November 14, 2006 Article Start Page 1 of 13 Next
 

What is the “feel” of a game? Every gamer knows it and can easily recall the sensation, the kinesthetic feeling, of controlling some virtual avatar or agent. It’s what causes you to lean left and right as you play, swinging your controller wildly as you try to get Mario to move just a little faster. It’s the feeling of masterfully controlling some object outside your body, making it an extension of your will and instinct. This “virtual sensation” is in many ways the essence of videogames, one of the most compelling, captivating, and interesting emergent properties of human-computer interaction.

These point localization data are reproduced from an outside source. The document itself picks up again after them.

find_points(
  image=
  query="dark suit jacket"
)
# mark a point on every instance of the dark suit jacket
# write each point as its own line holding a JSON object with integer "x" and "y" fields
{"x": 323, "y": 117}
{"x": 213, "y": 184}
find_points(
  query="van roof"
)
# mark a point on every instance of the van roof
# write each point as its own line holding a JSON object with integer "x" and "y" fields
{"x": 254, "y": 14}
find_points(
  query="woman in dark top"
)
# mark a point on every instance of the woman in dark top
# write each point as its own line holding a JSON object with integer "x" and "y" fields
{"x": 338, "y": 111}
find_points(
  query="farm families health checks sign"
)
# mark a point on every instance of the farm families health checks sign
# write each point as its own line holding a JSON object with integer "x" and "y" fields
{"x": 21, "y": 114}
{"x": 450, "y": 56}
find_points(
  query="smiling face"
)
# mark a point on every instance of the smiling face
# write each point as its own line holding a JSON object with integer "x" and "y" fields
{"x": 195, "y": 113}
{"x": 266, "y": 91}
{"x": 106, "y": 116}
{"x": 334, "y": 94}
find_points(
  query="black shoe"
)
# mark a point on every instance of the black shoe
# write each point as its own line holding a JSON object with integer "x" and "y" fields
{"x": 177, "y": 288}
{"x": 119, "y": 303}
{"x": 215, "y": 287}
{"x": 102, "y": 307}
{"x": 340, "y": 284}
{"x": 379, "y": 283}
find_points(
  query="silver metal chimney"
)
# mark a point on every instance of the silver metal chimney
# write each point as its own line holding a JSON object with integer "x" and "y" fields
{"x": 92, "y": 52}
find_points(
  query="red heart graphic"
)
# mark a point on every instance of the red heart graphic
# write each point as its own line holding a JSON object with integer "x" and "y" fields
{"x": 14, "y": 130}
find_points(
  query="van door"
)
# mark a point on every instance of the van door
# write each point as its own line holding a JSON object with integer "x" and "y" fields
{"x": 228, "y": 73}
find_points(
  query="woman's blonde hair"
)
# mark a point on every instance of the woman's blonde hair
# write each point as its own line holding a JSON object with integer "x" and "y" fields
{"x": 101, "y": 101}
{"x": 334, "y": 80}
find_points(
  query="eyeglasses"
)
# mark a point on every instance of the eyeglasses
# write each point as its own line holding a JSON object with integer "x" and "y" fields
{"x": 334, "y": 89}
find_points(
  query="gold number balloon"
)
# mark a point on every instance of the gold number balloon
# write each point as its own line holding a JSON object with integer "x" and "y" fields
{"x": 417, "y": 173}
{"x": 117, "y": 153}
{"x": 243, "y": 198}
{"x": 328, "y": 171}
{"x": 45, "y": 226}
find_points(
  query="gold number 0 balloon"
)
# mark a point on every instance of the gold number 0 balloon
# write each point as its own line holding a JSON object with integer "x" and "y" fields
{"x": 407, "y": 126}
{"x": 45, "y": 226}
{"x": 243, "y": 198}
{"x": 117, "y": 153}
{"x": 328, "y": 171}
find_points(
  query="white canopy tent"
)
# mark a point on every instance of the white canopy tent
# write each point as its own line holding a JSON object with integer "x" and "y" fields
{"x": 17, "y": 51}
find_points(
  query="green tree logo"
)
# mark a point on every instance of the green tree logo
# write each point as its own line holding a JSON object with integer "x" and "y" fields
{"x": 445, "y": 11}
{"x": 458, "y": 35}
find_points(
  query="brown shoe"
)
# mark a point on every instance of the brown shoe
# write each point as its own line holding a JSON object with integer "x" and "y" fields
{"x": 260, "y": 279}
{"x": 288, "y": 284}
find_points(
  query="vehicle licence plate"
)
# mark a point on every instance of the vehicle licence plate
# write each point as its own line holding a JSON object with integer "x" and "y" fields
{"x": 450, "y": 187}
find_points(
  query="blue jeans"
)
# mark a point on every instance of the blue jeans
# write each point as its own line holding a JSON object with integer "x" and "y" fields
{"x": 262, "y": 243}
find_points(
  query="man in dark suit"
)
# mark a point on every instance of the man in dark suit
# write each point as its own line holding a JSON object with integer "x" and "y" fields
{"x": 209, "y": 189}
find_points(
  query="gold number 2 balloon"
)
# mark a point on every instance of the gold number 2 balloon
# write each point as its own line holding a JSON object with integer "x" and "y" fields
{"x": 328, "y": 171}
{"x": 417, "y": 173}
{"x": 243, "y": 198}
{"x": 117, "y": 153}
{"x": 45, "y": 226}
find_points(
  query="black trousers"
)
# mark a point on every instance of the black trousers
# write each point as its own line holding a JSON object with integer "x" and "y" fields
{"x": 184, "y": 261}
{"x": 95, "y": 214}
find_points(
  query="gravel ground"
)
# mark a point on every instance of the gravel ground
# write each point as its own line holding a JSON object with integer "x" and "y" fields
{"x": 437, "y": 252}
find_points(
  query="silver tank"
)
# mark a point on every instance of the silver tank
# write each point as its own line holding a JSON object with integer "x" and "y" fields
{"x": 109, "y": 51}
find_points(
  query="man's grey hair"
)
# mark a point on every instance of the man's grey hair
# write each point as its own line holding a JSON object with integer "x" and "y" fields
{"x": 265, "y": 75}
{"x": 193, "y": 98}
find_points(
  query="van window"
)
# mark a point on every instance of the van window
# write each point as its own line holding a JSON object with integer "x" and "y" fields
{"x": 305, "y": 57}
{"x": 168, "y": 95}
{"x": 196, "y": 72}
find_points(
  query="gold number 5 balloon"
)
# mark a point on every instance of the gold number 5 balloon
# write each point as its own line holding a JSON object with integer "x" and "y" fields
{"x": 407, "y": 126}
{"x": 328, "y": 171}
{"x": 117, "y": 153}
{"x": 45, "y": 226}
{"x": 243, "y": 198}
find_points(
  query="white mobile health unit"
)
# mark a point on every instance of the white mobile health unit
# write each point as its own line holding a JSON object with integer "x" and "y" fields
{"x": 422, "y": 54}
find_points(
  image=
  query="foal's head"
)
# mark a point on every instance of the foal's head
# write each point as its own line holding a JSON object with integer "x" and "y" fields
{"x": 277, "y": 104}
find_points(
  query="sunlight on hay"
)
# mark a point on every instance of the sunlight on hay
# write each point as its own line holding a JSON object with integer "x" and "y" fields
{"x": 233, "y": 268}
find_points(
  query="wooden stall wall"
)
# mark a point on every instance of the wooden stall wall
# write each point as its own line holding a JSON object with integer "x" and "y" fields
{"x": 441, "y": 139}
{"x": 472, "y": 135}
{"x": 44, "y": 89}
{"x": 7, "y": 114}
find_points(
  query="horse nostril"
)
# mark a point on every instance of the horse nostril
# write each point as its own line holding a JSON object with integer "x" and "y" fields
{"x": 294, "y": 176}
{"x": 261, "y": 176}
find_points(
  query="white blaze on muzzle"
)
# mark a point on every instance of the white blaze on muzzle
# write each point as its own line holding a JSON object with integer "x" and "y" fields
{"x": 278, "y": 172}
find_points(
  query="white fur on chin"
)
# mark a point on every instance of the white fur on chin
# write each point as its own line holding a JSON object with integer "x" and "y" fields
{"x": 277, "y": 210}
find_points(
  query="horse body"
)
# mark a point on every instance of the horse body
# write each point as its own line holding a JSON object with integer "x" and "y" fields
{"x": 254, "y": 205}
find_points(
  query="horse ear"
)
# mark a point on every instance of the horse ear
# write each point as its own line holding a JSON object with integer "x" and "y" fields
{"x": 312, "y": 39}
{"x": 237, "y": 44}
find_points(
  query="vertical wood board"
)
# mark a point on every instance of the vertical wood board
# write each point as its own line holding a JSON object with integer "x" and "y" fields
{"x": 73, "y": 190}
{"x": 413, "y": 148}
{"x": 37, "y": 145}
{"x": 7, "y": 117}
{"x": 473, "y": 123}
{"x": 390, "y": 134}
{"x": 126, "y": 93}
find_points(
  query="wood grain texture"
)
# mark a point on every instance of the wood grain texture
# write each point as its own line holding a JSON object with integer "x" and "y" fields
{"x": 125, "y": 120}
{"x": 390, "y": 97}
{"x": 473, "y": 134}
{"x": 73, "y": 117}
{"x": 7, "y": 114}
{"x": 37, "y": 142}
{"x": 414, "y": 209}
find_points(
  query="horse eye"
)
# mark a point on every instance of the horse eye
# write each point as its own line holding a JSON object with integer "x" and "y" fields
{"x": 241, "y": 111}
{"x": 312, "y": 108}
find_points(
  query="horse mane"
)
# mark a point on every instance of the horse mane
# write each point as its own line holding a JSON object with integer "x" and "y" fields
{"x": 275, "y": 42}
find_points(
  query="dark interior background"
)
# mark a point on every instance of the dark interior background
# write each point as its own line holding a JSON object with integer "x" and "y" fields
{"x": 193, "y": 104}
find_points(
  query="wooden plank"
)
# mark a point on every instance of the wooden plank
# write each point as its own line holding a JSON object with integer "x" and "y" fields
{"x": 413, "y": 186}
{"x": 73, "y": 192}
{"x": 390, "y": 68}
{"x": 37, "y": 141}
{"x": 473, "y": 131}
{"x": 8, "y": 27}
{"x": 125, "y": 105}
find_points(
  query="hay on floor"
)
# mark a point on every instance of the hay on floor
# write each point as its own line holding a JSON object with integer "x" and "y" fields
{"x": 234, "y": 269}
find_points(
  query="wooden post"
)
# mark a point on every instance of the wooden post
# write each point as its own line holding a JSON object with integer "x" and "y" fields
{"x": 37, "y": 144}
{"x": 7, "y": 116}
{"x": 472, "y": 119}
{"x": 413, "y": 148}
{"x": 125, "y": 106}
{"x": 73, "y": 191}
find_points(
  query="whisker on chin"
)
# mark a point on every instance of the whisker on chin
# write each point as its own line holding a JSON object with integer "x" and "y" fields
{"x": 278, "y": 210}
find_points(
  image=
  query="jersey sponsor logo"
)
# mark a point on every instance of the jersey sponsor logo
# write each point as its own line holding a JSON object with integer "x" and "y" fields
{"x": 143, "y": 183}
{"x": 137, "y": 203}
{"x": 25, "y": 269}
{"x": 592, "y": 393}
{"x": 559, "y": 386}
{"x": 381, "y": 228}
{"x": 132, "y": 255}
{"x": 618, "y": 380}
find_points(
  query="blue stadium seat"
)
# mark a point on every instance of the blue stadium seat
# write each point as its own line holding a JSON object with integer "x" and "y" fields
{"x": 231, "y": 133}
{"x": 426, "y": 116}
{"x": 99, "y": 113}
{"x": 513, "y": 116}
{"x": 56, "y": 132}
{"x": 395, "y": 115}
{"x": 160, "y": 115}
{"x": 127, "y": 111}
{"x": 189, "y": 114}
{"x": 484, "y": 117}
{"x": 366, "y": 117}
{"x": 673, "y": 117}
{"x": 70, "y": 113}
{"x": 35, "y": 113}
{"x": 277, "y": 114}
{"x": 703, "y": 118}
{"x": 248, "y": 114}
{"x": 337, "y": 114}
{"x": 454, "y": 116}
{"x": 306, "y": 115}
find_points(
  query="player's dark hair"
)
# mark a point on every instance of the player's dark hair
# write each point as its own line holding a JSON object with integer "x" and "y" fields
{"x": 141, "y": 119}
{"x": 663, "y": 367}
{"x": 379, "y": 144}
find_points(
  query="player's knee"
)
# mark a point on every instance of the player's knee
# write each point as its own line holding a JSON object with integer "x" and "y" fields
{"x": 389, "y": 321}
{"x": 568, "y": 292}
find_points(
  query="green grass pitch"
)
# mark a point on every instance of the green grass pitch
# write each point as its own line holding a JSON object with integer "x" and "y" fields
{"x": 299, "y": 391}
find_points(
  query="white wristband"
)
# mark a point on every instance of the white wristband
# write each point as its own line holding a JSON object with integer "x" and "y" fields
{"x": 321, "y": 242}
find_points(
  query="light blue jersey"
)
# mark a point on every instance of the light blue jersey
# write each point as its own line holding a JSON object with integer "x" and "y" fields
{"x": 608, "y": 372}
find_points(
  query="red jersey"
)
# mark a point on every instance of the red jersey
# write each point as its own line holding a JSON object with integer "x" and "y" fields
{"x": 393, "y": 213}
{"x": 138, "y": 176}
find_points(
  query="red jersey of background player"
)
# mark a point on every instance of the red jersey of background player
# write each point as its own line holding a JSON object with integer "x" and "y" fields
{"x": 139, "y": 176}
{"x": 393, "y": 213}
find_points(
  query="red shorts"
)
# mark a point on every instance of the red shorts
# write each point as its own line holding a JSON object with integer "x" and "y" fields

The sensation of control is a complex and multifaceted phenomenon: so many things have to happen, both in the computer and in the player’s mind, for this powerful, compelling feeling to occur. How, then, can it be mastered and used as a tool to create better games?

This paper explores the underlying principles that govern the “feel” of controlling something in a game. Just as the “Principles of Animation” guide good animation, these principles of virtual sensation are intended to guide good-feeling gameplay. For reference, the Principles of Animation are:

1. Squash and Stretch - Defining the rigidity & mass of an object by distorting its shape during an action.

2. Timing - Spacing actions to define the weight & size of objects & the personality of characters.

3. Anticipation - The preparation for an action.

4. Staging - Presenting an idea so that it is unmistakably clear.

5. Follow Through & Overlapping Action - The termination of an action & establishing its relationship to the next action.

6. Straight Ahead Action & Pose-To-Pose Action - The two contrasting approaches to the creation of movement.

7. Slow In and Out - The spacing of in-between frames to achieve subtlety of timing & movements.

8. Arcs - The visual path of action for natural movement.

9. Exaggeration - Accentuating the essence of an idea via the design & the action.

10. Secondary Action - The Action of an object resulting from another action.

11. Appeal - Creating a design or an action that the audience enjoys watching.

The Principles of Animation are fascinating because they are non-negotiable aesthetic standards. An animation that adheres to the Principles of Animation will be better than one that doesn’t. This is interesting because the subjective nature of aesthetics would seem to make a universal aesthetic standard impossible. There’s no accounting for taste, the saying goes. The Principles of Animation are applicable to all animation, though, because they pertain to aesthetic properties that are processed subconsciously. You can’t tell why you like an animation that has squash and stretch and why you dislike one that doesn’t. You just feel it.

The medium of videogames has a similar set of governing aesthetic principles. Identifying these underlying principles adds another tool to the designer’s toolbox, allowing a clearer understanding of virtual sensation and how to create it. This will save time in game production, reducing the iterative workload and allowing designers to focus on solving the interesting problems unique to their specific game. If we’re not wasting valuable production time reinventing the wheel, we have more time to create something unique and beautiful.